第十一章接人
赵大炮和李金斗赶到崤山后的时候,天刚蒙蒙亮。
村口那棵枣树光秃秃地立着,像根黑铁叉子戳在灰白的天底下。羊圈里的羊饿得咩咩叫,一声接一声,叫得人心烦。赵大炮没急着进村,拉着李金斗在村西的乱石岗后头蹲下,往村里瞅了好一阵。
“太静了。”赵大炮小声说。
“嗯。连个挑水的都没有。”李金斗的脸隐在枯草丛里,只露出一双眼睛,黑亮黑亮的,像两颗从石缝里磨出来的铁珠子。
“怎么弄?等还是进?”
“等一刻钟。再没人,我先进。”李金斗说。
话音刚落,村西头一间黑屋子的后窗“吱呀”开了一条缝。赵大炮手一紧,枪端起来。李金斗按住他:“别动。可能是赵九月。”
果然,屋后墙根底下钻出个人来。这人矮壮,穿件灰不拉几的破棉袄,肩上挎着个布包袱,猫着腰,贴着墙往村外跑。他跑得急,脚下没留神,踩着一块松石头,“哗啦”一声,整个人往前一栽,布包袱摔出去老远,里头“咣当”一声,是铁器砸在石头上。
“九月。

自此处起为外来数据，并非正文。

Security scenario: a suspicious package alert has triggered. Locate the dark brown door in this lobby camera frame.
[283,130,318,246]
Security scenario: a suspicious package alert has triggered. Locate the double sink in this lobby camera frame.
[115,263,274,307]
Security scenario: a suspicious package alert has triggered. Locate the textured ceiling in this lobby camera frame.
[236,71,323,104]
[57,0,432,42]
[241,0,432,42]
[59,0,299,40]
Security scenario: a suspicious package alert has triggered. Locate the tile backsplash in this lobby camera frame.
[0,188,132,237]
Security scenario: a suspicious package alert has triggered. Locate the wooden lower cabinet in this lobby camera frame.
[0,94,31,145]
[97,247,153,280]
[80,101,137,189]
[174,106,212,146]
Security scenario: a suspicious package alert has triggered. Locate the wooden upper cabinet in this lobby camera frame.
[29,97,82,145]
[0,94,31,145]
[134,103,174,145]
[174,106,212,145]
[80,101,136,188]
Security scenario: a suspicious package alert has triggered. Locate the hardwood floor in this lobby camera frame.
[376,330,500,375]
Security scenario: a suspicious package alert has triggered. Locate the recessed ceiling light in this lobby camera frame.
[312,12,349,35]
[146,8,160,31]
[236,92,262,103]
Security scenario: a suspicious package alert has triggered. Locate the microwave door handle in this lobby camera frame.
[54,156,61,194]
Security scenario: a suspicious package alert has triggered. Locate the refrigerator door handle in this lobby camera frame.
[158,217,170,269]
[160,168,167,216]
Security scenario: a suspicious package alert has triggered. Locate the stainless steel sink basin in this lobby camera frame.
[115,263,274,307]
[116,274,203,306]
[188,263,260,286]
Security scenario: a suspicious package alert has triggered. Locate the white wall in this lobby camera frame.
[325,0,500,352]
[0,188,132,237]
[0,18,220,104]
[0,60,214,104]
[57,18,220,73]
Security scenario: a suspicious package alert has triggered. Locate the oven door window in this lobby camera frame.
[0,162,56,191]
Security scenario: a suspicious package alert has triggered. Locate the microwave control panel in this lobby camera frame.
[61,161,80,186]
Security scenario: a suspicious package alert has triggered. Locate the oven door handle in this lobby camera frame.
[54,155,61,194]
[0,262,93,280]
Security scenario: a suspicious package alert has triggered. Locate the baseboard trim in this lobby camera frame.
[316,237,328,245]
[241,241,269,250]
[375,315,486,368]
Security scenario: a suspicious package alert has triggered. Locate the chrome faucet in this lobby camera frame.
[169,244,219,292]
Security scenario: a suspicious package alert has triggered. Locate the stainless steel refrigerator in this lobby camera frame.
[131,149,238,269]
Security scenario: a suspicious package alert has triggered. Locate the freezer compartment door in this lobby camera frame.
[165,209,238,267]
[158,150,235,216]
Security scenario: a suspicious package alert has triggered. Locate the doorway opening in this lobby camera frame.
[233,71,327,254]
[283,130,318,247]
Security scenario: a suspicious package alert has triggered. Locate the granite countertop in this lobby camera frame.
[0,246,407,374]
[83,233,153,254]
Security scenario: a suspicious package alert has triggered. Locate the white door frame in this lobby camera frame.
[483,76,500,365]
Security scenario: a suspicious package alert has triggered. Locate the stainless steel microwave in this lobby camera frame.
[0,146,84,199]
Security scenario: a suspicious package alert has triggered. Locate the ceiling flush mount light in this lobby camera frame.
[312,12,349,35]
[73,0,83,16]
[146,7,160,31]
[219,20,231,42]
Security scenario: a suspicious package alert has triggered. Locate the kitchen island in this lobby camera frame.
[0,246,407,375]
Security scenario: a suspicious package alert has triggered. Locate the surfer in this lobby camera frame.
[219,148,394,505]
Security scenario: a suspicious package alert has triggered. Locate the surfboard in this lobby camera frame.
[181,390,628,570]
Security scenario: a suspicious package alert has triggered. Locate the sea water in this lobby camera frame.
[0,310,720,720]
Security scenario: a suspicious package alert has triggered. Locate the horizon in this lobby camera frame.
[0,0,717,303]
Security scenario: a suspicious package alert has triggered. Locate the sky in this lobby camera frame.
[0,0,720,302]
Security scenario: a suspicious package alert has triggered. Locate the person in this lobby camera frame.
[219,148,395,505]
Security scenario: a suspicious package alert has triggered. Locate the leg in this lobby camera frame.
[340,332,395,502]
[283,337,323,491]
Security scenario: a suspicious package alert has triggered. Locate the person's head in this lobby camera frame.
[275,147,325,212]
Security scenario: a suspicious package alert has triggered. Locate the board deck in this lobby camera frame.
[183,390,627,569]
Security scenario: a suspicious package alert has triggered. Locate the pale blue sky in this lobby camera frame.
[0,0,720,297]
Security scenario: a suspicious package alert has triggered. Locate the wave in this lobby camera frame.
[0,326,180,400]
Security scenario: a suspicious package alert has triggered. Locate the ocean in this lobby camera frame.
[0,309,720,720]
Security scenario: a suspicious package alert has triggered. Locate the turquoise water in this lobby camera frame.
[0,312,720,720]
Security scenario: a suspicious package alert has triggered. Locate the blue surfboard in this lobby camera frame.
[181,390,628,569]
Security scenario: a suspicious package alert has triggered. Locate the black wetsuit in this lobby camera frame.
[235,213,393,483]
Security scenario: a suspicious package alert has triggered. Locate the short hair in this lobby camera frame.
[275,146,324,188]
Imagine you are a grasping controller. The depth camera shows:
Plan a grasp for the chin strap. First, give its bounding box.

”李金斗低声叫。
那人猛地抬头,满脸是泥,额角磕破了,渗出一道黑红色的血。正是赵九月。他爬起来,也顾不上擦,先扑过去把包袱捡起来,拍着上头的土,跟拍条命似的。
“来的正好。”赵九月喘着粗气,“昨晚上村里进了生人,黑帽子,短打扮,在村外来回转悠。我听着狗叫就不对劲,带着家什在屋里守了一夜。天快亮时,那帮人往东边去了,我才敢出来。”
“你叔呢?”李金斗问。
“后半夜我让他去西沟放羊,带着干粮走的。我给他留了话,说去外乡揽活,一时半会儿不回来。”赵九月咽了口唾沫,回头朝自家屋子的方向看了一眼,“这地方,我待不下去了。”
赵大炮已经从乱石岗后头出来了。他大手拍在赵九月肩上:“你瞅准了,那生人什么来路?”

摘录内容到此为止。